Ferlenghi è il regista del convegno cui ha presenziato Salvini il 17 ottobre, poche ore prima che iniziasse l’altro incontro al Metropol in cui si è discusso di affari e soldi al partito. Perciò è curioso che nella richiesta di archiviazione la figura dell’uomo di Eni a Mosca sia citata più volte in connessione con Savoini e il gruppo della trattativa del Metropol.

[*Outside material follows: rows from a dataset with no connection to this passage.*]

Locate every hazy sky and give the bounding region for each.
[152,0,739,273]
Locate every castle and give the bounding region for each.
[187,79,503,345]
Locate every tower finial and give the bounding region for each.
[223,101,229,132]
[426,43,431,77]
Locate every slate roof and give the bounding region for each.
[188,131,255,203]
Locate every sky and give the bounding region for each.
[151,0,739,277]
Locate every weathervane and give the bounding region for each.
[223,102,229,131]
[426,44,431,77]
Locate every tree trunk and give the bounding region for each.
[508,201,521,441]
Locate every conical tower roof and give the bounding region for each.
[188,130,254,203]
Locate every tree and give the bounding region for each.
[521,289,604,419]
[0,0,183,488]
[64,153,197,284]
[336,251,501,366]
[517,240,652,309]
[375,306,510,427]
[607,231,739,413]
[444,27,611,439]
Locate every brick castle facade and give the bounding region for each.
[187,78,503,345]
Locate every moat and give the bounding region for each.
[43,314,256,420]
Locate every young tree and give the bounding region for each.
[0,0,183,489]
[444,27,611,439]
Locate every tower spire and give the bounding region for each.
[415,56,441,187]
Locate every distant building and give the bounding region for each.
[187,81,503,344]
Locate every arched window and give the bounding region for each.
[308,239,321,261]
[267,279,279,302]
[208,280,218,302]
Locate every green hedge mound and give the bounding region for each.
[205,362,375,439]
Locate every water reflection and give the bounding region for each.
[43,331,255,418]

«Dal 27 al 30 agosto 2018 Meranda, Francesco Vannucci ( il terzo italiano del gruppo del Metropol, ndr) e Savoini si incontravano a Mosca. Durante la loro permanenza risultano documentati incontri con Vladimiri Pligin, Andray Kharchenko, Ernesto Ferlenghi e Aleksander Dugin». Il primo è un avvocato di fama a Mosca, ex deputato e socio di studio di Kozak, Pligin era rappresentato al tavolo del Metropol da un suo emissario. Kharchenko è l’emissario del filosofo Dugin seduto con gli altri due russi durante il negoziato con Savoini. E Ferlenghi, appunto, è l’uomo dell’Eni a Mosca. Cosa si siano detti non è dato saperlo. Di certo mancava poco più di un mese all’evento moscovita cui avrebbe partecipato Salvini. Ferlenghi contattato non ha voluto commentare. 

I diplomatici

Nelle carte degli inquirenti sono elencati i contatti di Savoini all’ambasciata russa in Italia. Con Dmitry Gurin, primo consigliere, «è risultato intrattenere contatti quantomeno dal 2017». Inoltre Meranda ha incontrato Salvini all’ambasciata russa a giugno 2018, incontro confermato da un messaggio inviato a Vladimir Krupnov, diplomatico terzo segretario nell'Ambasciata della Federazione Russa: «Andata bene. Incontrato Salvini. Ti dirò a voce».

Più intensi gli «incontri di Savoini con il segretario della Lega, del quale del resto è stato portavoce...contatti, avvenuti anche in prossimità temporale con momenti salienti delle trattative, come quelli registrati tra il 6 ed il 9 luglio 2018, immediatamente successivi al rientro di Savoini da una trasferta di due giorni a Mosca, inframezzati da numerose comunicazioni di Savoini con gli altri indagati e con Gurin».

Di certo c’è che sono stati i contatti e le conoscenze dell’ex portavoce di Salvini ad aprire molte porte a tutti gli altri. Lo scrivono i pm:«Savoini accreditato in Russia quale membro dello staff di Salvini, ha permesso ai mediatori italiani di intraprendere diverse trattative», la più avanzata è quella del Metropol. Trattativa di cui Salvini ha sempre detto di non sapere nulla, mentre secondo i pm, alcuni elementi raccolti nell’indagine raccontano un’altra storia.